I was at the hospital for a month and bit. I didn't really volunteer but I wasn't forced either. Long story short, I went in because I was hearing voices. I didn't like any of the therapist there, or most of the nurses. I did like my admitting nurse though, she kept trying to be my head nurse but it never worked out. 

It was really tough for me during breakfast, lunch and dinner because a huge trigger for me is eating around others and they wouldn't give me that choice, I think that if they did I wold have felt more comfortable in my surroundings. I did feel judgment not from the therapists there but one I had after, not because of anything in particular, to me it just felt like I was a joke to her. 

I did get a little bit out of it though. Some stuff was worked out and I got properly diagnosed, but all and all I wouldn't say it was a good experience. I don't think I had any assumptions of what it would be like, I knew it would suck and it did.


----------



## screwjack (Dec 19, 2008)

I chose jail over going to the hospital when I was suicidal (I lied and said I had only been drinking, played off wanting to kill myself) because I have a phobia of hospitalization. Maybe it would have been more beneficial if I was committed at the time. Sorry I can't help.


----------



## stealyourface722 (Aug 31, 2008)

ive been to the hospital a few times. They just gave me real generic medicines. Ones with a ton of side effects. Like the ones that are gold standard efficiancy even though hardly anyone can tolerate the side effects. like zyprexa 
Then they put me on effexor and my blood pressure and heart rate went way up and I knew the drug was not for me the first day I took it, but I had no other choice really because they just throw you on medicines and you leave. I wanted to stay there and figure this stuff out but I was discharged after a few weeks which was a really long time there.


----------



## bezoomny (Feb 10, 2007)

Yes, for a suicide attempt.

I found the whole stay very frightening. I was thrown in with every other teen, so I was mixed in with drug addicts, alcoholics, violent people and firestarters. I didn't really feel like I improved at all, I just learned how to fake improvement enough for the doctors.

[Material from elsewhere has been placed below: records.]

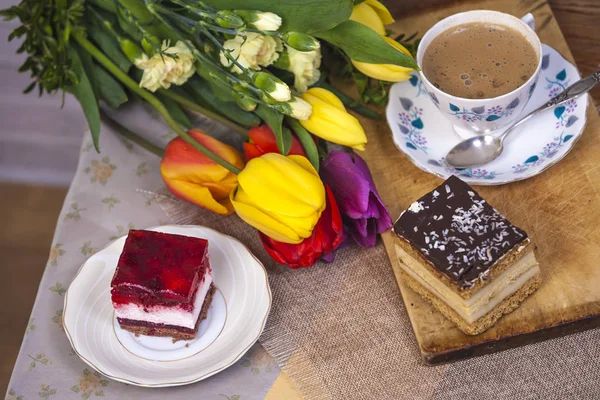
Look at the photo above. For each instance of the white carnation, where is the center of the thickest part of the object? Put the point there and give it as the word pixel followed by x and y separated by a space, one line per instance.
pixel 300 109
pixel 267 21
pixel 305 67
pixel 163 71
pixel 251 51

The forced intimacy with all these random kids was something I've never experienced before or since. That probably helped me the most, being able to actually communicate with kids my own age.

I really wish that the treatment had been more specialized. We had so many different issues going on that group therapy became kind of pointless. What helped the antisocial get over his violent tendencies didn't help the manic depressive or the social phobic. In particular, the drug addicts and alcoholics should have been separated out, because what they were going through was completely different and unrelatable to what the rest of us were going through (some were detoxing and going through withdrawal in the psych ward, which was bizarre).

Through my stay in a hospital, I have learned to never admit to suicidal ideation ever, or I'll get thrown right back in. That's really it, though.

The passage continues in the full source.